All of the chuck gliders, R.O.G.'s and copters have one feature in common. They are flown in free flight, that is, once launched or released they are "on their own." The course of the flight is determined by the adjustment made to the model before launching. In this the modeler has been greatly aided by the manufacturers. Most trim adjustments are built-in at the factory, giving the modeler a minimum of fussing and a maximum of flying fun.
A recent novel innovation in tethered or controlled flight type of model is the electric motor powered Stanzel "Electronic jet." This prop-driven model combines plastic and balsa construction and comes completely assembled, ready to fly. A battery powered electric motor is contained in a hand held power unit. The model propeller is turned by a length of flexible cable extending from the power unit to the model. The motor (and propeller) can be turned on and off by a switch. The model can be flown in a 15' diameter circle with the flyer standing in the center. With power turned on model will take-off and can be landed by turning power off. Circular flight can be aided by leading the model with the cable and by "beeping" the switch to vary amount of power. Twisting the plastic tubing housing the cable gives moderate up and down control of the model.
This simply controlled and powered model is a fine example of a well-engineered product that provides the young modeler with an excellent stepping-stone to more advanced controlled model flying.
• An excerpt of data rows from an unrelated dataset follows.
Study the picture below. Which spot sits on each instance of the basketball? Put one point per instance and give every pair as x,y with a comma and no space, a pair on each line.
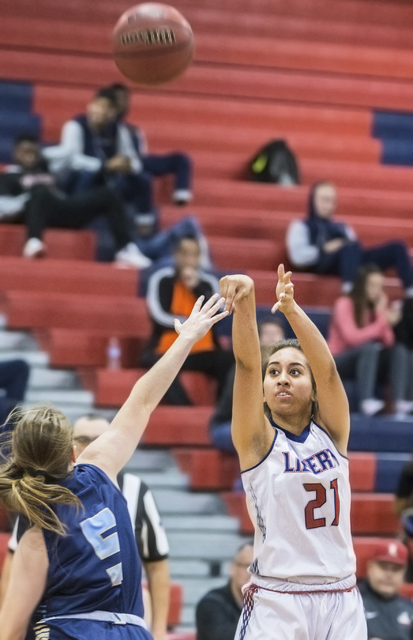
152,43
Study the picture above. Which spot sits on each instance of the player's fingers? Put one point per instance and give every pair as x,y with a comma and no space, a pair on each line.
220,316
281,271
209,303
229,298
198,304
177,326
216,307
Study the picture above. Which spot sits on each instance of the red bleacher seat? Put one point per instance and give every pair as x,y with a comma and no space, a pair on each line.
112,387
178,426
208,470
362,471
66,276
407,591
175,605
373,513
86,347
119,314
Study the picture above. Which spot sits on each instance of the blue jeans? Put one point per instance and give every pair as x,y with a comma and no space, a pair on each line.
346,261
136,188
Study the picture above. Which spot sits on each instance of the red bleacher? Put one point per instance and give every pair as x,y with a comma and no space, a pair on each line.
308,71
112,387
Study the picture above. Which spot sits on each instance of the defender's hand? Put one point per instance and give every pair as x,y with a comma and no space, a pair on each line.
202,318
284,292
234,288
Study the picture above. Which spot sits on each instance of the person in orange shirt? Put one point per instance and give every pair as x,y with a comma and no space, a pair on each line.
172,291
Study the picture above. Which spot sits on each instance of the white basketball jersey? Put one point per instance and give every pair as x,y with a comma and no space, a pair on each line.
299,499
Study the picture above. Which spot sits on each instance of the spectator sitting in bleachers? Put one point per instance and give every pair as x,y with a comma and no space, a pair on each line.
404,491
218,612
14,377
177,164
322,245
361,340
28,194
172,291
389,616
104,151
270,331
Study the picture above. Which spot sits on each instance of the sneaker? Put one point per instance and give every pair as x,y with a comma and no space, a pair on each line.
371,406
182,197
34,248
131,256
403,407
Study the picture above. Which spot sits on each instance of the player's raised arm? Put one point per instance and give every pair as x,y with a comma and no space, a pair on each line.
251,433
113,448
331,396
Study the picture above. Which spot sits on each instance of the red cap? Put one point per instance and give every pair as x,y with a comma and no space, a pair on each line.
391,551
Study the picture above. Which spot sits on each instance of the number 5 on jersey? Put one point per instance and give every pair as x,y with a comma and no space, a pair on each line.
320,499
93,530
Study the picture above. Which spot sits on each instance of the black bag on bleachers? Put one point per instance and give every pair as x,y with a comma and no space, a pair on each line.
276,163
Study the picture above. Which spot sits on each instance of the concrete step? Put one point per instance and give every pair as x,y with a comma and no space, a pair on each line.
181,502
225,524
168,480
16,340
208,546
56,397
41,378
33,358
189,568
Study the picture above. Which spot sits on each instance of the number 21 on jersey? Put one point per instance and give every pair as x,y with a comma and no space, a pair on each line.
311,522
93,530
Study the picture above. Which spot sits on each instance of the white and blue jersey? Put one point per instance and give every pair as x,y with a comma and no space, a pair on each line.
299,499
94,579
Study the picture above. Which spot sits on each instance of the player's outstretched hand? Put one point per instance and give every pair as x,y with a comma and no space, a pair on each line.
202,318
234,288
284,292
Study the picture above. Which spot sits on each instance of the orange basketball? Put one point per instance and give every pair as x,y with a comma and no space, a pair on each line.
152,43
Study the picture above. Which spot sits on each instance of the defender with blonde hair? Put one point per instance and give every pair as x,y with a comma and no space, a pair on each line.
290,428
76,572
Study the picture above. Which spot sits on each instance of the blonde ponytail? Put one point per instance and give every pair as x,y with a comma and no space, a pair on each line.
40,448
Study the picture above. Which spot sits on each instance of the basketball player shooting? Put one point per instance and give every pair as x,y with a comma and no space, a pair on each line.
290,427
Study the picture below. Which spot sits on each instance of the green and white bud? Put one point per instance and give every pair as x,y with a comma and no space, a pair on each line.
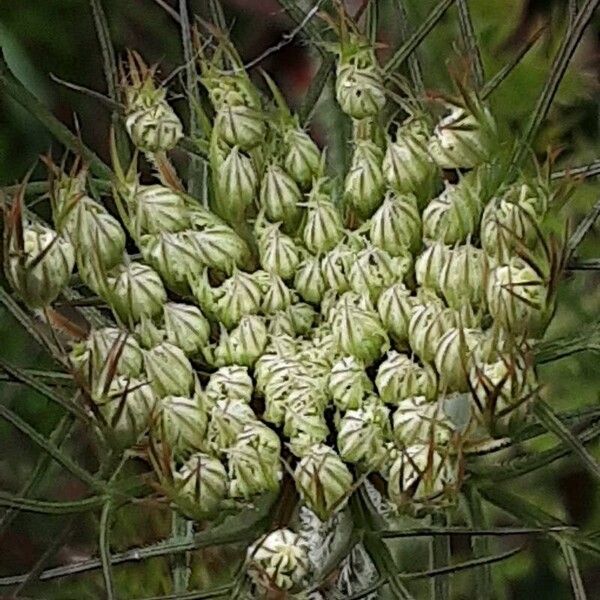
349,383
466,137
399,377
169,371
396,226
201,486
40,268
186,327
395,305
136,291
462,278
278,560
239,125
518,298
181,423
323,481
453,357
363,187
279,198
309,281
232,382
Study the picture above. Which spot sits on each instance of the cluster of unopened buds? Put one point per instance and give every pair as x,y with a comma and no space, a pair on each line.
283,327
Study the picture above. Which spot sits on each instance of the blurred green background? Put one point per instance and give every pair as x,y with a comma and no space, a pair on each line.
43,37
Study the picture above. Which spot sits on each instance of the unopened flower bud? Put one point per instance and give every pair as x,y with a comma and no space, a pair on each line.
323,481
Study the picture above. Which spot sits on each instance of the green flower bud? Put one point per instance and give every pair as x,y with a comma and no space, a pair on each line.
407,165
309,280
302,158
453,355
363,187
200,486
359,333
419,421
254,462
181,423
396,226
169,370
244,344
359,91
240,126
227,420
518,298
186,327
395,305
466,137
427,325
323,481
135,291
419,475
399,377
429,265
323,228
278,253
279,198
236,184
374,270
362,435
40,268
461,279
127,408
348,383
278,559
220,247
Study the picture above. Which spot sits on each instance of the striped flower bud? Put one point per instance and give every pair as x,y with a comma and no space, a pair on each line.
231,382
396,226
244,344
429,265
309,281
428,324
181,422
466,137
200,486
363,187
279,198
135,291
323,228
278,253
239,125
518,298
302,157
454,215
279,559
348,383
227,420
362,435
399,377
38,264
126,408
323,481
407,165
169,370
461,278
359,333
395,305
453,357
236,184
419,474
419,421
374,270
254,462
186,327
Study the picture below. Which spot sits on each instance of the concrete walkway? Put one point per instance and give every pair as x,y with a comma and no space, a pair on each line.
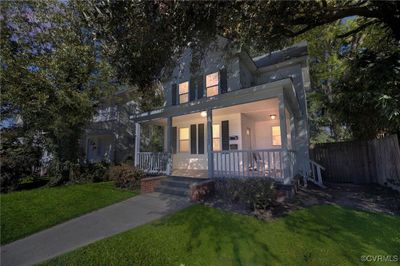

The lure of gas engine power is inescapable for the beginner. Fortunately he can achieve early flying success with the many engine-powered plastic control line models available. He will find semi-scale and scale versions of many big aircraft types from antique biplanes to guided missiles. There are also simplified tethered trainer types that require a minimum of flying skill yet still provide good training in engine starting and operation.